Flemenstar Gold Cup dream on course
If there was an outcome to send connections of the two most exciting Irish-trained Gold Cup prospects home relatively happy from Punchestown, Flemenstar's straightforward defeat of Sir Des Champs was probably it.
At best, the John Durkan Memorial Chase had promised a pugilistic showdown between the two. At worst, one of them might have emerged with its dreams in tatters.
In the end, we got something in between, as Peter Casey's race-fit Flemenstar inflicted a first chasing defeat on Willie Mullins' reappearing six-year-old. With the field reduced to three after Bog Warrior's withdrawal, Andrew Lynch set out to make all on Flemenstar, which had eased slightly in the betting to go off evens favourite.
On heavy ground, the partnership jumped out in front in the €80,000 feature as Davy Russell tracked Rubi Light closely on Sir Des Champs. However, he was niggling away down the back, and it was a testament to Sir Des Champs' resolve that he was still in there pitching when he passed Rubi Light at the third-last. In contrast, though, Lynch had been motionless throughout.
On straightening up, he got after Flemenstar, prompting a telling burst that quickly put the race to bed, and popped the last to score by five lengths.
It was another superlative display that secured Flemenstar a third Grade One success. According to his popular veteran handler, all roads lead to the Cheltenham Gold Cup in March, though which particular path he takes there is unclear.
"He's a rare one," Casey beamed of Stephen Curran's gelding, "and he's still not ready. The Gold Cup is the main aim, as he's a lot more relaxed now. He'll probably go to Leopardstown for the Lexus Chase over Christmas, though whether that will come too soon or not, I don't know."
The Tubbertown handler also admitted that the three-mile chase at Cheltenham in January, formerly the Pillar Chase, was another option.

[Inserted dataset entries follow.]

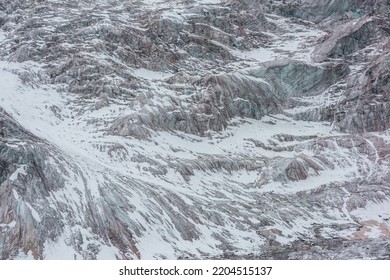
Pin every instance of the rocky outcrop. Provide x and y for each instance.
(366, 107)
(231, 129)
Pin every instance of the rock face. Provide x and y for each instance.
(194, 129)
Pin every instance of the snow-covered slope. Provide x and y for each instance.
(193, 129)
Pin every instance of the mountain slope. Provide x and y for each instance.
(194, 129)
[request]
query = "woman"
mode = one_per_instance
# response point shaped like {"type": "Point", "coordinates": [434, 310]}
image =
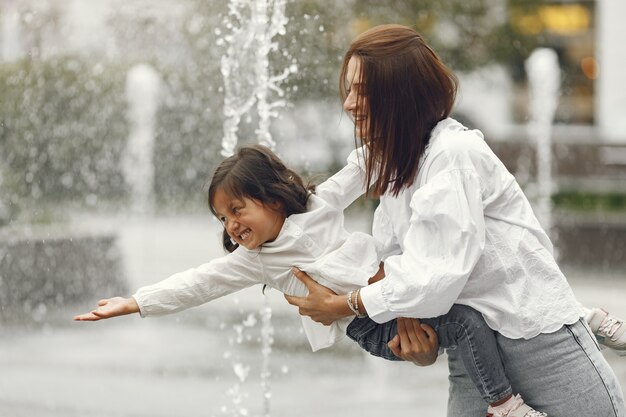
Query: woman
{"type": "Point", "coordinates": [455, 227]}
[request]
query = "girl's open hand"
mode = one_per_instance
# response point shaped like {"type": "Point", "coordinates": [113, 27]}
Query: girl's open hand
{"type": "Point", "coordinates": [415, 342]}
{"type": "Point", "coordinates": [110, 307]}
{"type": "Point", "coordinates": [321, 302]}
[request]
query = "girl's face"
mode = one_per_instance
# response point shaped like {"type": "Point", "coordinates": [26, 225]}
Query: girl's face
{"type": "Point", "coordinates": [352, 106]}
{"type": "Point", "coordinates": [248, 222]}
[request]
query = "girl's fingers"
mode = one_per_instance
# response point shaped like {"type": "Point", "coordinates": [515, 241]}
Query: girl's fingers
{"type": "Point", "coordinates": [411, 334]}
{"type": "Point", "coordinates": [293, 300]}
{"type": "Point", "coordinates": [302, 276]}
{"type": "Point", "coordinates": [394, 345]}
{"type": "Point", "coordinates": [433, 340]}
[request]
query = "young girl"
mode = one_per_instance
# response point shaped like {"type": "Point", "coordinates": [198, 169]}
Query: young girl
{"type": "Point", "coordinates": [272, 222]}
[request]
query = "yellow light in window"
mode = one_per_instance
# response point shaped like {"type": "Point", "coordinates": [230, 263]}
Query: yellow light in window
{"type": "Point", "coordinates": [568, 19]}
{"type": "Point", "coordinates": [589, 67]}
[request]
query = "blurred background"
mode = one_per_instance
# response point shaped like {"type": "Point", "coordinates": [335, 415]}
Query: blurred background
{"type": "Point", "coordinates": [113, 115]}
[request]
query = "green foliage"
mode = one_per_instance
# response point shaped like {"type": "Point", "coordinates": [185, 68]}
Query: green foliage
{"type": "Point", "coordinates": [62, 130]}
{"type": "Point", "coordinates": [579, 201]}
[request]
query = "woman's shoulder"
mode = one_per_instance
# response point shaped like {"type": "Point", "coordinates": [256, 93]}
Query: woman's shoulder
{"type": "Point", "coordinates": [457, 147]}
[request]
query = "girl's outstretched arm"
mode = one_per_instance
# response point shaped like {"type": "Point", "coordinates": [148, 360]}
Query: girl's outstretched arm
{"type": "Point", "coordinates": [110, 307]}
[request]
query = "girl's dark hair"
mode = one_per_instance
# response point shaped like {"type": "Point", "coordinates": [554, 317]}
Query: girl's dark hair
{"type": "Point", "coordinates": [406, 90]}
{"type": "Point", "coordinates": [255, 172]}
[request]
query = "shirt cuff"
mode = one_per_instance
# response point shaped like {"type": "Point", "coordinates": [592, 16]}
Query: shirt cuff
{"type": "Point", "coordinates": [137, 297]}
{"type": "Point", "coordinates": [374, 302]}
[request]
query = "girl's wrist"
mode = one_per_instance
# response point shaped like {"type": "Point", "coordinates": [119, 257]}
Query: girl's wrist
{"type": "Point", "coordinates": [340, 307]}
{"type": "Point", "coordinates": [131, 305]}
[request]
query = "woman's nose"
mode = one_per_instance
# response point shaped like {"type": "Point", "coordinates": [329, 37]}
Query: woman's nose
{"type": "Point", "coordinates": [350, 103]}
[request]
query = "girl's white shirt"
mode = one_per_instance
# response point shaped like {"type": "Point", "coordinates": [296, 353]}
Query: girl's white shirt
{"type": "Point", "coordinates": [315, 241]}
{"type": "Point", "coordinates": [465, 233]}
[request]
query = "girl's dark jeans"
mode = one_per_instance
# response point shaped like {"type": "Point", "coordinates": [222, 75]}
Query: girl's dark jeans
{"type": "Point", "coordinates": [462, 328]}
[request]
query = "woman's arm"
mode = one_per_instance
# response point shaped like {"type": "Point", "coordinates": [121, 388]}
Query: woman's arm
{"type": "Point", "coordinates": [415, 342]}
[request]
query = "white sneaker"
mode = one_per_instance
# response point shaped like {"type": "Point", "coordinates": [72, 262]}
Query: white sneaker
{"type": "Point", "coordinates": [610, 331]}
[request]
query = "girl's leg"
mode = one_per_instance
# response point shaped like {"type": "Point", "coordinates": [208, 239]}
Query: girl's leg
{"type": "Point", "coordinates": [373, 337]}
{"type": "Point", "coordinates": [464, 400]}
{"type": "Point", "coordinates": [563, 373]}
{"type": "Point", "coordinates": [464, 330]}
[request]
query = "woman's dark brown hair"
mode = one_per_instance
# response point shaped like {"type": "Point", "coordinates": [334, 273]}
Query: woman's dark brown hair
{"type": "Point", "coordinates": [406, 90]}
{"type": "Point", "coordinates": [255, 172]}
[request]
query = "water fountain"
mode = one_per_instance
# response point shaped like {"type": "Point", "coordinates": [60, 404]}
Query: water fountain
{"type": "Point", "coordinates": [248, 79]}
{"type": "Point", "coordinates": [142, 95]}
{"type": "Point", "coordinates": [251, 28]}
{"type": "Point", "coordinates": [544, 77]}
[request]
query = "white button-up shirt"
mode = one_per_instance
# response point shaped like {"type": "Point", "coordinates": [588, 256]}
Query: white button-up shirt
{"type": "Point", "coordinates": [315, 241]}
{"type": "Point", "coordinates": [465, 233]}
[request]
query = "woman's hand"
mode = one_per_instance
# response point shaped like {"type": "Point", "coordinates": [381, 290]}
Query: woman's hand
{"type": "Point", "coordinates": [110, 307]}
{"type": "Point", "coordinates": [415, 342]}
{"type": "Point", "coordinates": [321, 304]}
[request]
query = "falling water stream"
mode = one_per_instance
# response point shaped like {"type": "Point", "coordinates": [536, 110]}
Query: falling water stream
{"type": "Point", "coordinates": [250, 29]}
{"type": "Point", "coordinates": [544, 78]}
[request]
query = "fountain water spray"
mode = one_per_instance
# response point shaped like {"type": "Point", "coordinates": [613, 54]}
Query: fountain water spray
{"type": "Point", "coordinates": [251, 28]}
{"type": "Point", "coordinates": [248, 79]}
{"type": "Point", "coordinates": [544, 77]}
{"type": "Point", "coordinates": [142, 94]}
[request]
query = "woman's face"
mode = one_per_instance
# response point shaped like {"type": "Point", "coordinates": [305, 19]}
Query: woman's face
{"type": "Point", "coordinates": [357, 110]}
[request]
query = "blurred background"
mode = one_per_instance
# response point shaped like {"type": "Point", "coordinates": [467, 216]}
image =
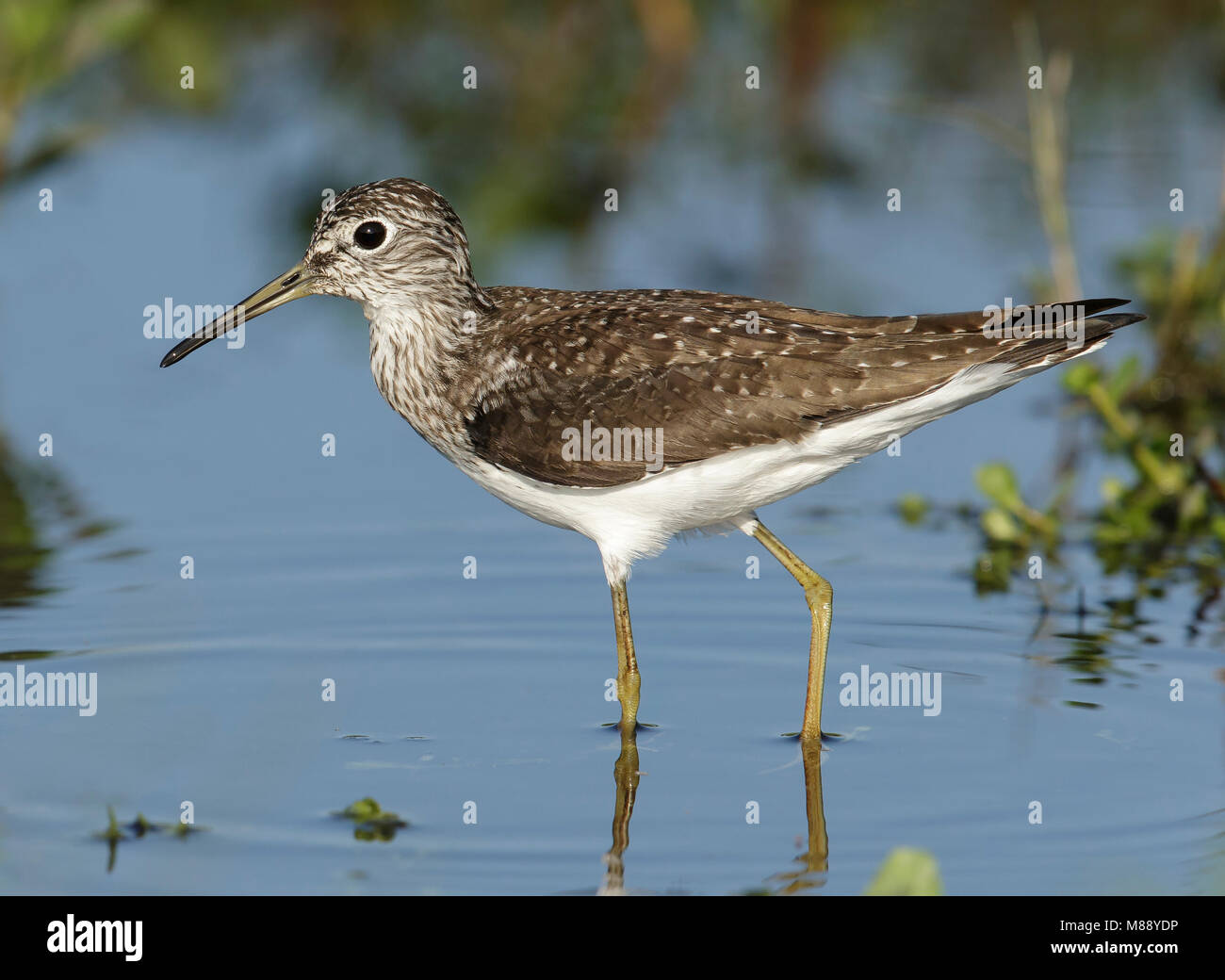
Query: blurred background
{"type": "Point", "coordinates": [159, 154]}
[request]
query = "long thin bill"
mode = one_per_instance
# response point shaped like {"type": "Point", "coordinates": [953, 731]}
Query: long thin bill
{"type": "Point", "coordinates": [292, 285]}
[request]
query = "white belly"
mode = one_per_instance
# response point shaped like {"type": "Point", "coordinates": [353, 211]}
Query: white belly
{"type": "Point", "coordinates": [637, 519]}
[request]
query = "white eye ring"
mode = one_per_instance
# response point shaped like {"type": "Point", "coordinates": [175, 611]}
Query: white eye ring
{"type": "Point", "coordinates": [370, 236]}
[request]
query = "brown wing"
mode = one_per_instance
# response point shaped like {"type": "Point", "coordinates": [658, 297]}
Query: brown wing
{"type": "Point", "coordinates": [600, 388]}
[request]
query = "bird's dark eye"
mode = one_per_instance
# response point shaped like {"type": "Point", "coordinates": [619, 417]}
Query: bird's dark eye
{"type": "Point", "coordinates": [370, 234]}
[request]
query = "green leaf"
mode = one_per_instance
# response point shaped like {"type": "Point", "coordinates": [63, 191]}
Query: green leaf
{"type": "Point", "coordinates": [999, 482]}
{"type": "Point", "coordinates": [999, 526]}
{"type": "Point", "coordinates": [906, 871]}
{"type": "Point", "coordinates": [913, 507]}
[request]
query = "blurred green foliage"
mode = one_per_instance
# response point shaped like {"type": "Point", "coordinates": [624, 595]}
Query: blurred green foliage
{"type": "Point", "coordinates": [371, 822]}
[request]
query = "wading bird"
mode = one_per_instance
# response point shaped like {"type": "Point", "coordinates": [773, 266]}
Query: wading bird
{"type": "Point", "coordinates": [703, 405]}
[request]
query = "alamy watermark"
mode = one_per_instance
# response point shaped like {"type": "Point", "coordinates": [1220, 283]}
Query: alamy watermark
{"type": "Point", "coordinates": [56, 690]}
{"type": "Point", "coordinates": [1054, 322]}
{"type": "Point", "coordinates": [600, 445]}
{"type": "Point", "coordinates": [176, 321]}
{"type": "Point", "coordinates": [902, 689]}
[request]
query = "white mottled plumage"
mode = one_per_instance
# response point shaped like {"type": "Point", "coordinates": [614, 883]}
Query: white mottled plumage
{"type": "Point", "coordinates": [747, 400]}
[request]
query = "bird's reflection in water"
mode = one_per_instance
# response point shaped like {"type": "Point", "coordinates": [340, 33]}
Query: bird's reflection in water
{"type": "Point", "coordinates": [625, 776]}
{"type": "Point", "coordinates": [813, 862]}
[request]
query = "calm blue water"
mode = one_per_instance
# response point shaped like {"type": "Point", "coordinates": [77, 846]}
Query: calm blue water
{"type": "Point", "coordinates": [485, 696]}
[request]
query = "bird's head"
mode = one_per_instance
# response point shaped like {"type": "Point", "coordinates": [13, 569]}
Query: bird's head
{"type": "Point", "coordinates": [390, 243]}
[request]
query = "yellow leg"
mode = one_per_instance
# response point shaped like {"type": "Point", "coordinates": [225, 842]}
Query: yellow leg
{"type": "Point", "coordinates": [820, 596]}
{"type": "Point", "coordinates": [628, 680]}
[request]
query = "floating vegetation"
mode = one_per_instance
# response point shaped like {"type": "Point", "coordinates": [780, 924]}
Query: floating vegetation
{"type": "Point", "coordinates": [117, 832]}
{"type": "Point", "coordinates": [371, 821]}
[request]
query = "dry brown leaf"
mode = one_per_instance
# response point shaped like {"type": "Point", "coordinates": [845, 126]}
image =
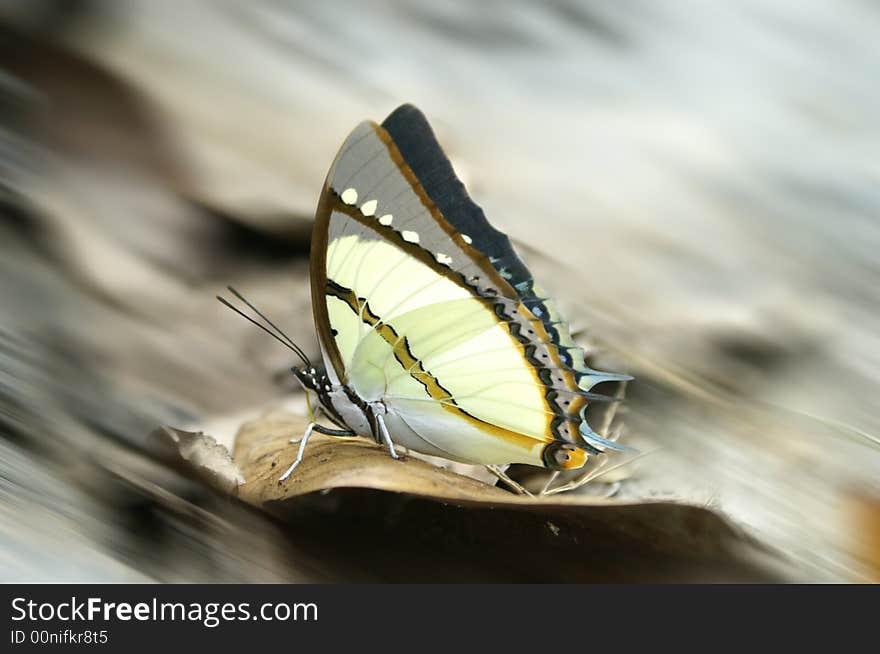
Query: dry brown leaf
{"type": "Point", "coordinates": [351, 504]}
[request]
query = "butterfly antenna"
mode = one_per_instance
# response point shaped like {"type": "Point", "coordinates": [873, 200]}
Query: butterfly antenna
{"type": "Point", "coordinates": [277, 334]}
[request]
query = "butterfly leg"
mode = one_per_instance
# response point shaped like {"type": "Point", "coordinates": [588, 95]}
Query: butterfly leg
{"type": "Point", "coordinates": [503, 476]}
{"type": "Point", "coordinates": [304, 439]}
{"type": "Point", "coordinates": [386, 437]}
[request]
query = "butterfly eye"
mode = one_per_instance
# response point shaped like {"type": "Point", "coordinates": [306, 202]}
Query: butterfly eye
{"type": "Point", "coordinates": [563, 456]}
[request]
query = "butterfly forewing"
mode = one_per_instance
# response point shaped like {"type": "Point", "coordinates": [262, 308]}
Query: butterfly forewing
{"type": "Point", "coordinates": [421, 305]}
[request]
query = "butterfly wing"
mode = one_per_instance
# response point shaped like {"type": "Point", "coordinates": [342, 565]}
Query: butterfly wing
{"type": "Point", "coordinates": [421, 304]}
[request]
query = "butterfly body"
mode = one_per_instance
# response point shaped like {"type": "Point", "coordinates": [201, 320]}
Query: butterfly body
{"type": "Point", "coordinates": [433, 333]}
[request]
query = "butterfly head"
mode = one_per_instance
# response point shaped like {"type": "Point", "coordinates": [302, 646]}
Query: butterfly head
{"type": "Point", "coordinates": [559, 455]}
{"type": "Point", "coordinates": [313, 378]}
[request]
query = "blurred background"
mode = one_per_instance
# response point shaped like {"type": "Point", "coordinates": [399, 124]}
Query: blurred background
{"type": "Point", "coordinates": [697, 184]}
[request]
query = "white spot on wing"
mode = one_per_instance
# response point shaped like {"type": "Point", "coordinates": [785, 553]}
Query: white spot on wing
{"type": "Point", "coordinates": [349, 196]}
{"type": "Point", "coordinates": [369, 208]}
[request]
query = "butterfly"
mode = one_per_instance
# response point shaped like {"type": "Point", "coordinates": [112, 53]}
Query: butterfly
{"type": "Point", "coordinates": [433, 333]}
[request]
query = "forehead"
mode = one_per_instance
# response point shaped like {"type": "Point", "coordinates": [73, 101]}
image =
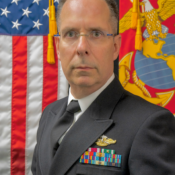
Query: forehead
{"type": "Point", "coordinates": [85, 14]}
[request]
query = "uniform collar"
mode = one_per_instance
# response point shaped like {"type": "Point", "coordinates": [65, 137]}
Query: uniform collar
{"type": "Point", "coordinates": [86, 101]}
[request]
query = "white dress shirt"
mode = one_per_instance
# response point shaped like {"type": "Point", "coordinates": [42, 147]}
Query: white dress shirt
{"type": "Point", "coordinates": [85, 102]}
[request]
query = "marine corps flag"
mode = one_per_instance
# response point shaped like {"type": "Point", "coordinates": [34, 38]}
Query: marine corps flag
{"type": "Point", "coordinates": [147, 56]}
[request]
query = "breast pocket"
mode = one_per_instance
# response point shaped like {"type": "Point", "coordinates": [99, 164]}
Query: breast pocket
{"type": "Point", "coordinates": [83, 169]}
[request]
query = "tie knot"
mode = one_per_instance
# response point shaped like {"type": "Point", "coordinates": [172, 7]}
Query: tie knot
{"type": "Point", "coordinates": [73, 107]}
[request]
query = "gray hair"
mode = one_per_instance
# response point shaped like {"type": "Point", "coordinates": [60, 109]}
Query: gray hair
{"type": "Point", "coordinates": [113, 7]}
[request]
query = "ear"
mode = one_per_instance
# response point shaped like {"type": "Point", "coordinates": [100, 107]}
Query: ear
{"type": "Point", "coordinates": [57, 42]}
{"type": "Point", "coordinates": [117, 45]}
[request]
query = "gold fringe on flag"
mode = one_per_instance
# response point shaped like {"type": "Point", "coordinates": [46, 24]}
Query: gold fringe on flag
{"type": "Point", "coordinates": [135, 14]}
{"type": "Point", "coordinates": [138, 37]}
{"type": "Point", "coordinates": [52, 32]}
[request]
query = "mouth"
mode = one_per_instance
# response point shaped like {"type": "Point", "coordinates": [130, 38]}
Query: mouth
{"type": "Point", "coordinates": [83, 68]}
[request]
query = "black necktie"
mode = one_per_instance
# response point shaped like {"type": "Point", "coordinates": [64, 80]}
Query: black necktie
{"type": "Point", "coordinates": [65, 121]}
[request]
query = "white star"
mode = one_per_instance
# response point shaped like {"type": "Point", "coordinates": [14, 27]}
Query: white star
{"type": "Point", "coordinates": [5, 12]}
{"type": "Point", "coordinates": [37, 24]}
{"type": "Point", "coordinates": [16, 1]}
{"type": "Point", "coordinates": [46, 12]}
{"type": "Point", "coordinates": [16, 24]}
{"type": "Point", "coordinates": [26, 12]}
{"type": "Point", "coordinates": [37, 1]}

Flemenstar was cut from a high of 9/1 to as low as 4/1 joint-favourite for the March showpiece, while the runner-up was left unchanged at up to 7/1.
For Mullins' charge, beaten for a first time in eight starts, there might be more to come yet.
Russell relayed: "I'm not elated at finishing second, but I was happy with the way he jumped and finished his race. It's a starting point." Mullins was also philosophical, confirming that the Lexus, King George and Dial-A-Bet Chases were all options now.
On a day when the attendance grew 30pc to 3,150, the champion trainer departed with three odds-on winners, two of which were ridden by son Patrick. The 22-year-old is now just three shy of a 100-year-old amateur riders' record of 72 wins in a calendar year after taking the maiden hurdle on Archie O'Leary's Pride Of the Parish by 13 lengths, before Alan Potts' Sizing Tennessee landed the bumper in style.
In between, Paul Townend got a fine tune-out of Mikael D'Haguenet, as the former top-class hurdler left behind a string of hard-luck stories to break his duck over fences. "Finally," Mullins admitted after the eight-year-old denied Lord Windermere. "He is getting his act together, but we'll probably just try and find a winners' of one for him now."
Townend's first cousin Davy Condon was seen to good effect on Glenquest, which confirmed the promise of a third-place finish in the Troytown Chase to score for a first time in three years in the Weatherbys Ireland GSB Handicap Chase. Trained by Carrigtwohill-based Terence O'Brien, the blinkered 5/2 favourite made all before digging deep to repel the persistent challenge of De Dodger in the straight.
Earlier, Lynch initiated a double on the Henry de Bromhead-trained Too Scoops (6/1) in a Listed novice hurdle that was decimated by the loss of Shrapnel and Waaheb. In the Blue Square Handicap Hurdle, Oliver McKiernan's aptly named Happy New Year (13/2) obliged for a third time in two weeks under Shane Crimin.